The hacking community is broadly divided into two groups, white hat, and black hat hackers. Just like Western movies, the white hats are the goodies and the black hats the baddies.
There are other categories, but they are by and large subsets of the white and black categories and members could be just as easily classified as White or Black. These other categories include:
- Script kiddies. These are people, usual teenagers with poor coding skills who download malware kits from the Internet and make a nuisance of themselves developing ineffective malware.
- Nuisances. These are enthusiastic amateurs who infest chat groups seeking out information on hacking and hacking techniques. They rarely develop any malware or hack.
- Zealots. These are embittered individuals who make it their life’s mission to attack specific individuals or groups.
One other group that is worth noting are the Grey Hats. These are hackers, who in some circumstances act as White Hats, but in others as Black Hats. For example, they might uncover a vulnerability in an organisation’s network security. They let the organisation know and ask for a payment for letting them know. If the payment is denied, they post details of the vulnerability on hacking chat groups for others to exploit.
Before considering the difference between White and Black Hats, consider a definition of hackers and hacking:
A hacker is someone who uses their skills and knowledge to gain unauthorised access to a network or computer system by breaking down or bypassing security measures.
Hacking is the activity carried out by hackers to gain unauthorised access to network and systems. Hacking is not necessarily unlawful unless the hacker steals information or compromises the network or system without the owner’s permission.
White Hat hackers, also known as ethical hackers are often employees or paid contractors who test the cyber security solutions protecting an organisation’s network and systems for vulnerabilities using hacking techniques.
They employ the same techniques as black hat hackers, but with the permission of the system owners.
White Hats are usually employed by organisations to identify vulnerabilities in the security systems around their systems and networks. They apply tests to try to identify where the systems can be penetrated and compromised and recommend how these holes can be plugged. There can be a cross‑over with other security aspects involving user behaviour and non-electronic activities.
The kind of tests they carry out include penetration testing, simulating attacks on in-place security systems and vulnerability assessments.
Ethical hackers are employed by hardware manufacturers, particularly network equipment manufacturers, to test their equipment and software for vulnerabilities.

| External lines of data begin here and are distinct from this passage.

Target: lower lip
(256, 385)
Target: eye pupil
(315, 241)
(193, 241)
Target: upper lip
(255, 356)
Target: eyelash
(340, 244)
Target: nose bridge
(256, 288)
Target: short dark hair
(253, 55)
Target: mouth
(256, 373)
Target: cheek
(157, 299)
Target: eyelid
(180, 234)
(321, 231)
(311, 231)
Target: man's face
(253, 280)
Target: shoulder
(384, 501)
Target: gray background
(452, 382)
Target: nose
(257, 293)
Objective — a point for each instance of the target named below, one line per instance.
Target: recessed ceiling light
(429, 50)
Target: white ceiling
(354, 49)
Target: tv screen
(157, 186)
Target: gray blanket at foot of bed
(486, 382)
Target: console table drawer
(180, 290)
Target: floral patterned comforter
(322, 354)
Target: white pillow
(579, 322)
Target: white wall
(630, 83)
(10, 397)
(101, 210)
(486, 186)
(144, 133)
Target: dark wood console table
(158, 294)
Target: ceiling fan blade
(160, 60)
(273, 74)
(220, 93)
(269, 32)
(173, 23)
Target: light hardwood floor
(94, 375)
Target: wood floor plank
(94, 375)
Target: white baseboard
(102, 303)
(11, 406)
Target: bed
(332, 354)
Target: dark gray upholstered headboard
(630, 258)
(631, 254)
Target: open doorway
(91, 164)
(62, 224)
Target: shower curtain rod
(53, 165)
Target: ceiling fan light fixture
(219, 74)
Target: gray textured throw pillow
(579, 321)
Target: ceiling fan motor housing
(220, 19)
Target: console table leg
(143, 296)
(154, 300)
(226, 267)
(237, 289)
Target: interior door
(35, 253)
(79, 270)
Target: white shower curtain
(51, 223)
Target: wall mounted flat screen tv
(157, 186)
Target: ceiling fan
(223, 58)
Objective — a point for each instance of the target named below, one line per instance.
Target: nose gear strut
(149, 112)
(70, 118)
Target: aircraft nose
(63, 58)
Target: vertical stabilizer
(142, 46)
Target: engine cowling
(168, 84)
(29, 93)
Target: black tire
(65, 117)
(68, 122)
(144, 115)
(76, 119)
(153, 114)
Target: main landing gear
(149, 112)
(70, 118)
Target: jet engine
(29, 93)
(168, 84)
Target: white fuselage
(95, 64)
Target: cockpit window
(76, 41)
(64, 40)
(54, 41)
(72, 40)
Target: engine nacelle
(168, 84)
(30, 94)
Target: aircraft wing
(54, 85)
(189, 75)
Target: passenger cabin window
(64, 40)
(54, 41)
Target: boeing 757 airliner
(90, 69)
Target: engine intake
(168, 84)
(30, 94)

Another employer is anti-malware software companies. In this situation their role is to identify new and variants of existing malware and investigate Internet sites hosting malware. They also look for new malware delivery vectors. Thereafter they develop countermeasures.
Ethical hackers can attend conferences on ethical hacking and take training courses leading to certification.
Black Hat hackers also use hacking techniques to gain access to networks and systems, but this time without the owner’s knowledge or permission. They often also write malware.
Black Hats can be amateurs starting out in hacking to full time professional making a living from stealing information and selling it on or using it for malware exploits. A common target is personal credit card and banking information.
Black Hats by and large are not benevolent. From the newbie trying to drop a malevolent payload on your PC with a bit of home-coded malware to the State-Sponsored hacker trying to manipulate another country’s election results, they are up to no good.
Most people who use the Internet and email are painfully aware of their activities and are paying for it in hard cash. If Black Hats didn’t exist, we wouldn’t need to buy anti-malware software, ISP’s wouldn’t need to include the costs of their security measures in access fees, and organisations like banks perhaps would have lower fees for electronic transactions.
Our Internet and email lives would be much easier. No more worrying about making an e-commerce online payment for example.
They do it for personal satisfaction (“Because I Can”), or for personal or financial gain. They can also be involved with industrial and state espionage, with protest groups or just get a buzz from doing it. Some are out for revenge against an organisation they feel has wronged them, an embittered ex-employee perhaps.
On a ore positive note, many of the advances we see in Internet technologies are as a result of anti-hacking research and development. So it’s not all bad out there.